But what about doing nothing…

What about just laying on the ground and looking up. What about not even looking up, but closing your eyes and listening. What about breathing in the smells, feeling the earth…what about those things?

Where it started

In a staff meeting, I brought up how successful my semester with the Grade Nine English Literature class was because students had to put their phones on a table near the door. You can read about it here if you’d like. I wish all my colleagues were on the same page, yet they may very well be fighting the same battle — trying to keep their devices at arm’s length themselves. It feels like part of the human condition right now to make sure we own our things and our things don’t own us.

After I mentioned the success of a no-phone semester, a younger teacher — one who truly cares — came to me with a lot of questions.

“Can they be rewarded with their phone if they finish their work?” Her eyes were wide with curiosity.

“No. The phone is not a reward. It’s actually a punishment. Nobody knows that yet.” I smiled because I believe it.

She cocked her head. “Should I give them work if they finish early — worksheets or something?”

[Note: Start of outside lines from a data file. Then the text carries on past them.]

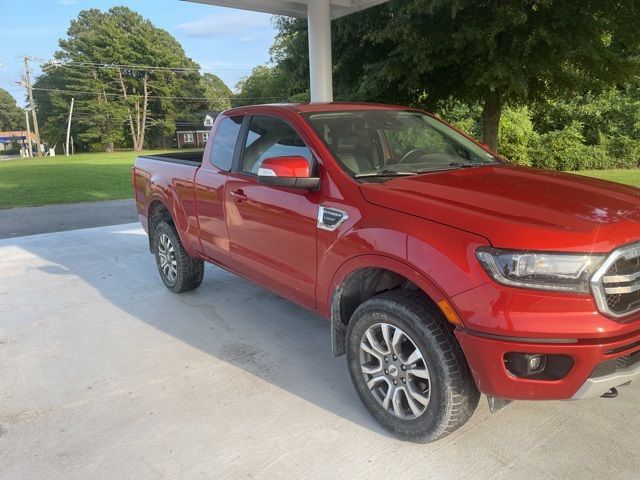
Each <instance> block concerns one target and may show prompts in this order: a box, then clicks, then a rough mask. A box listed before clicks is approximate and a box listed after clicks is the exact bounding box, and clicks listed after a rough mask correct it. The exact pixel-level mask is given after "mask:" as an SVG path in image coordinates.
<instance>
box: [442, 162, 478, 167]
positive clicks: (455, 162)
mask: <svg viewBox="0 0 640 480" xmlns="http://www.w3.org/2000/svg"><path fill="white" fill-rule="evenodd" d="M449 166H450V167H459V168H473V167H478V166H479V165H478V164H477V163H469V162H451V163H450V164H449Z"/></svg>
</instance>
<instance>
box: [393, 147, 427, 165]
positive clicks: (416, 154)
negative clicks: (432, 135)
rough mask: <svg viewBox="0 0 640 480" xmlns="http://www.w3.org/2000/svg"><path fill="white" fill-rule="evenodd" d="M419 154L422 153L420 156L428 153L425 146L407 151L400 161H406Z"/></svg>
mask: <svg viewBox="0 0 640 480" xmlns="http://www.w3.org/2000/svg"><path fill="white" fill-rule="evenodd" d="M418 154H420V156H423V155H426V154H427V151H426V150H425V149H424V148H414V149H413V150H410V151H408V152H407V153H405V154H404V155H403V156H402V158H401V159H400V160H399V161H398V163H404V162H406V161H407V159H409V158H412V157H414V156H416V155H418Z"/></svg>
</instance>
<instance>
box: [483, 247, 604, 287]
mask: <svg viewBox="0 0 640 480" xmlns="http://www.w3.org/2000/svg"><path fill="white" fill-rule="evenodd" d="M476 256H477V257H478V260H480V263H481V264H482V266H483V267H484V269H485V270H486V271H487V273H488V274H489V275H490V276H491V277H492V278H493V279H494V280H495V281H496V282H498V283H501V284H503V285H509V286H511V287H521V288H533V289H538V290H556V291H561V292H579V293H589V279H590V278H591V275H593V273H594V272H595V271H596V269H597V268H598V267H599V266H600V264H601V263H602V262H603V261H604V259H605V255H597V254H595V255H590V254H575V253H544V252H527V251H518V250H501V249H498V248H490V247H482V248H479V249H478V250H476Z"/></svg>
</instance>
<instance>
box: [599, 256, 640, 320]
mask: <svg viewBox="0 0 640 480" xmlns="http://www.w3.org/2000/svg"><path fill="white" fill-rule="evenodd" d="M591 285H592V289H593V293H594V296H595V299H596V303H597V304H598V308H599V309H600V311H601V312H602V313H604V314H606V315H610V316H613V317H623V316H625V315H629V314H631V313H634V312H637V311H638V310H640V244H634V245H630V246H627V247H623V248H620V249H617V250H614V251H613V252H612V253H611V255H609V257H607V259H606V260H605V262H604V263H603V264H602V266H601V267H600V268H599V269H598V271H597V272H596V273H595V274H594V276H593V278H592V280H591Z"/></svg>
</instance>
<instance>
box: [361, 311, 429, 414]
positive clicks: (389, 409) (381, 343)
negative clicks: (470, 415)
mask: <svg viewBox="0 0 640 480" xmlns="http://www.w3.org/2000/svg"><path fill="white" fill-rule="evenodd" d="M360 368H361V370H362V375H363V376H364V380H365V383H366V385H367V388H368V389H369V391H370V392H371V394H372V395H373V397H374V398H375V399H376V400H377V402H378V403H379V404H380V405H381V406H382V408H384V409H385V410H386V411H387V412H388V413H390V414H391V415H393V416H395V417H397V418H400V419H403V420H411V419H414V418H418V417H419V416H421V415H422V414H423V413H424V412H425V411H426V410H427V406H428V405H429V400H430V399H431V378H430V375H429V368H428V367H427V364H426V362H425V360H424V356H423V354H422V352H421V351H420V349H419V348H418V347H417V346H416V344H415V342H414V341H413V340H412V339H411V337H409V335H407V333H406V332H404V331H403V330H402V329H400V328H398V327H396V326H395V325H391V324H388V323H376V324H375V325H372V326H370V327H369V328H368V329H367V330H366V331H365V333H364V335H363V336H362V339H361V340H360Z"/></svg>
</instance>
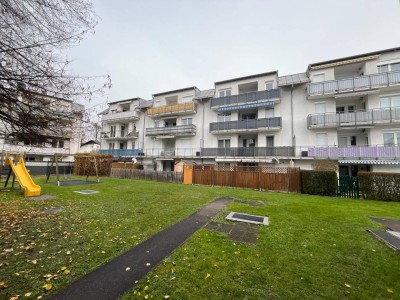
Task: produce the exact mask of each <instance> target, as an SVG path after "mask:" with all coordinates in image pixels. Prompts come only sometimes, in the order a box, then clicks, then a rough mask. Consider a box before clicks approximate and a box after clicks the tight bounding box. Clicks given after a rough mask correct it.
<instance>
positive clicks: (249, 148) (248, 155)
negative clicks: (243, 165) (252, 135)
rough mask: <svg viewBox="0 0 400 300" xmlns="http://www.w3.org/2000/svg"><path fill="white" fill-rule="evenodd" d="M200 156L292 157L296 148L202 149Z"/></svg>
mask: <svg viewBox="0 0 400 300" xmlns="http://www.w3.org/2000/svg"><path fill="white" fill-rule="evenodd" d="M200 154H201V156H209V157H281V156H283V157H292V156H294V155H295V147H238V148H202V149H201V151H200Z"/></svg>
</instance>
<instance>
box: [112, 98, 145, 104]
mask: <svg viewBox="0 0 400 300" xmlns="http://www.w3.org/2000/svg"><path fill="white" fill-rule="evenodd" d="M134 100H143V99H142V98H140V97H135V98H130V99H125V100H117V101H113V102H109V103H108V105H110V104H117V103H120V102H128V101H134Z"/></svg>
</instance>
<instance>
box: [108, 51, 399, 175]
mask: <svg viewBox="0 0 400 300" xmlns="http://www.w3.org/2000/svg"><path fill="white" fill-rule="evenodd" d="M140 103H141V104H140ZM119 114H121V115H122V114H126V115H128V114H131V115H132V116H130V117H126V118H118V117H117V116H118V115H119ZM111 126H113V128H111ZM103 132H104V135H103V139H102V144H101V149H102V152H106V153H107V152H108V153H113V155H114V156H115V157H119V158H128V157H133V156H135V157H137V158H138V159H139V161H140V162H142V163H143V164H144V165H145V168H154V169H157V170H173V169H174V164H175V163H177V162H179V161H181V160H182V159H185V160H188V159H190V160H192V161H193V162H195V163H199V164H229V165H277V164H279V165H281V166H299V167H301V168H303V169H310V168H311V165H312V162H313V161H314V160H315V159H332V160H335V161H338V164H339V168H340V169H339V170H340V173H341V174H349V175H355V174H356V173H357V172H358V171H360V170H370V171H384V172H393V171H394V172H399V171H400V48H396V49H389V50H383V51H379V52H374V53H367V54H361V55H356V56H352V57H347V58H342V59H335V60H331V61H326V62H321V63H315V64H310V65H309V66H308V69H307V72H306V73H302V74H294V75H289V76H282V77H279V76H278V72H277V71H273V72H268V73H263V74H257V75H252V76H246V77H242V78H236V79H230V80H225V81H219V82H216V83H215V86H214V89H213V90H207V91H200V90H198V89H197V88H196V87H189V88H184V89H180V90H175V91H169V92H165V93H158V94H154V95H153V99H152V100H149V101H145V100H143V99H140V98H134V99H130V100H125V101H118V102H114V103H110V107H109V110H108V111H107V112H105V113H104V114H103ZM127 132H128V133H132V135H131V136H129V137H128V136H126V133H127ZM134 132H137V133H136V135H135V134H133V133H134ZM108 134H111V135H113V136H109V135H108ZM122 135H124V136H122ZM128 135H129V134H128ZM124 150H131V151H124Z"/></svg>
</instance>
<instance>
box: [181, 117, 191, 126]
mask: <svg viewBox="0 0 400 300" xmlns="http://www.w3.org/2000/svg"><path fill="white" fill-rule="evenodd" d="M181 123H182V125H192V118H185V119H182V122H181Z"/></svg>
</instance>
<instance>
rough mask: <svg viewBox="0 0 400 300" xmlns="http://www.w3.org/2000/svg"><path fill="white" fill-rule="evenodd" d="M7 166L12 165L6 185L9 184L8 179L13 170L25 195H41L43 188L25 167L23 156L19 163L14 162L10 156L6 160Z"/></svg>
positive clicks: (13, 171)
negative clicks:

I shrugged. “If you want.”

She smiled and said she’d try.

A few days later she came back and told me they weren’t doing the worksheets, or even the fun things she had planned to engage them — games, books, etc.

“They just sit there.”

I laughed.

“Let them.”

“Let them?”

“Just sit there?”

“Yes. Absolutely. Because eventually they will talk to someone, or decide to do something, or nap if they’re tired. They might listen to their peers having a conversation, overhear how to answer a question, or even hear about the challenges and hardships in someone’s life. Their brain will wander the hallways of their thoughts. That’s where creativity lives — in those empty moments when we aren’t actively doing something. You know when you’re folding laundry or doing something mindless and you start daydreaming? That. That’s what you want. I don’t think they should be distracted by the phone.”

This sweet teacher gave me a solid “huh” and said she’d give it a go.

I don’t know how it all turned out for her, but I said what I said — and I believe it.

The void

The void is not scary. I think the void is where ideas and random thoughts swirl together — the place where you don’t think you’re thinking. It’s where seeds are planted and slowly begin to grow. We don’t notice until one day an idea just pops up. It feels miraculous, but what’s truly miraculous is allowing our brains to move in the direction of silence and emptiness.

I don’t know the science behind it, but I feel like nature likes filling voids. So if we leave our brains alone long enough, eventually the silence — the emptiness — will be filled.

I hope we find time to do nothing. I hope we always look up and see the tops of the trees, the shapes in the clouds. Sit in quiet and listen to ambient noise. Notice sunlight moving across walls through the trees. I hope we love our brains enough to let them be tickled by the ordinary.

I hope.

As always, thank you for reading, Lovelies.